16. À d'autres rivages
Il est difficile de se repérer dans le vide spatial. Après avoir retrouvé leur propulsion, les vaisseaux se déplacèrent de dix mille kilomètres ; les étoiles lointaines et les planètes du système frémirent à peine à ce mouvement, comme des spectatrices inattentives.
L'Indra disposait d'une capacité d'accélération bien meilleure que celle des vaisseaux vampires, mais tous faisaient pâle figure face à Mjöllnir. Dans les premiers jours, ils décidèrent de cheminer ensemble, le temps d'arrêter leurs plans. Car le chemin jusqu'à Rems était long.
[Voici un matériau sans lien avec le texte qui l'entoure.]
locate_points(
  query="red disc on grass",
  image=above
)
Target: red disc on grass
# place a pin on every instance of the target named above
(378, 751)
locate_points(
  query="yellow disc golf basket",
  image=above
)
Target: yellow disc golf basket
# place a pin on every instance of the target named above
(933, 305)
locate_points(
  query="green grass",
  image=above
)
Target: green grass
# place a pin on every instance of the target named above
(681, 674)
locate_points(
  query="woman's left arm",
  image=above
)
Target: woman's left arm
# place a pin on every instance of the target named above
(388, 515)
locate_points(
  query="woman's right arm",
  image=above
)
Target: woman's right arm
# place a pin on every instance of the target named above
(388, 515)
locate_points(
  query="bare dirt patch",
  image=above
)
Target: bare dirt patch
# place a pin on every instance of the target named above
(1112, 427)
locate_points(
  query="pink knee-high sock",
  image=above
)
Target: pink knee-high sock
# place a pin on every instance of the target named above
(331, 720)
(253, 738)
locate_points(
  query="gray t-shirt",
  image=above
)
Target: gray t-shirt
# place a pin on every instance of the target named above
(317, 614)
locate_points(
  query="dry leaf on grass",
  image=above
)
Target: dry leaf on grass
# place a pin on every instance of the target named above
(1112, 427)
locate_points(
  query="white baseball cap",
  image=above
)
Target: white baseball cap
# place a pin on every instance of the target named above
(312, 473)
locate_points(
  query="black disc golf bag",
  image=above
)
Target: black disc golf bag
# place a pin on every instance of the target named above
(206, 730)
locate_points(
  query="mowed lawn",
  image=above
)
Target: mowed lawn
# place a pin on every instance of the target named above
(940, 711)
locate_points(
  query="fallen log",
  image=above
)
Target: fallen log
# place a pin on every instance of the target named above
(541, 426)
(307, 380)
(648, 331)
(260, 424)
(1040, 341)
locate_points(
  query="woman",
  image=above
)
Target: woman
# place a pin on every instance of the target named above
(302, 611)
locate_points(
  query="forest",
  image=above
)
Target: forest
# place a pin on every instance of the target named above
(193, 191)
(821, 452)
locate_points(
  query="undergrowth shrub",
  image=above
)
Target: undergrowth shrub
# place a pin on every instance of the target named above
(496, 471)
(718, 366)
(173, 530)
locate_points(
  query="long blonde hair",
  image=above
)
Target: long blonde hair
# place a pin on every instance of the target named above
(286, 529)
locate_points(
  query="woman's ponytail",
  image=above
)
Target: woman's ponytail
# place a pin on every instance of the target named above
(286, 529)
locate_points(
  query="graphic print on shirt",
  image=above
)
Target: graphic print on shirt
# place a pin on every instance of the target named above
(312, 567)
Leur autonomie de dioxygène s'élevait encore à trente jours pleins ; passé trente jours, l'atmosphère ne serait plus renouvelée et les équipages commenceraient doucement à s'asphyxier.
« Si vous n'aviez pas partagé votre air avec nos vaisseaux, vous auriez encore deux fois plus d'autonomie » dit Ivan sur un ton de reproche.
Lui et Ek'tan se tenaient debout devant le grand écran de la passerelle, tels deux statues, deux figures protectrices de l'Armada, dissemblables et complémentaires.
« Que devais-je faire ? Vous abandonner ici et vous laisser mourir ?
— Vous savez, ma flotte ne se sentira pas redevable.
— Vous savez, ce n'est plus votre flotte. Vous les avez perdus. Ils suivront encore l'Armada, car c'est tout ce qu'ils ont à faire, mais ils ne vous obéiront plus jamais. »
Le vampire reconnut qu'elle avait raison. Il éprouvait désormais un profond respect pour l'amirale Ek'tan, ainsi que pour l'équipage de son vaisseau. Un sentiment qui ne se trouve pas à la Cour de Kariev, car de ce respect, il ne demandait rien en retour, et d'ailleurs ne recevrait rien.
« J'y ai pensé, dit l'amirale. J'ai pesé le pour et le contre. Puis je me suis souvenue que j'étais humaine, et tous mes beaux raisonnements, mes beaux calculs, je les ai jetés dans l'espace. Nous sommes l'armée de Kaldor. Nous sommes les derniers gardiens de ses principes. Je me suis regardée dans une glace et je me suis demandée : si je voulais bien agir, que devrais-je faire ? »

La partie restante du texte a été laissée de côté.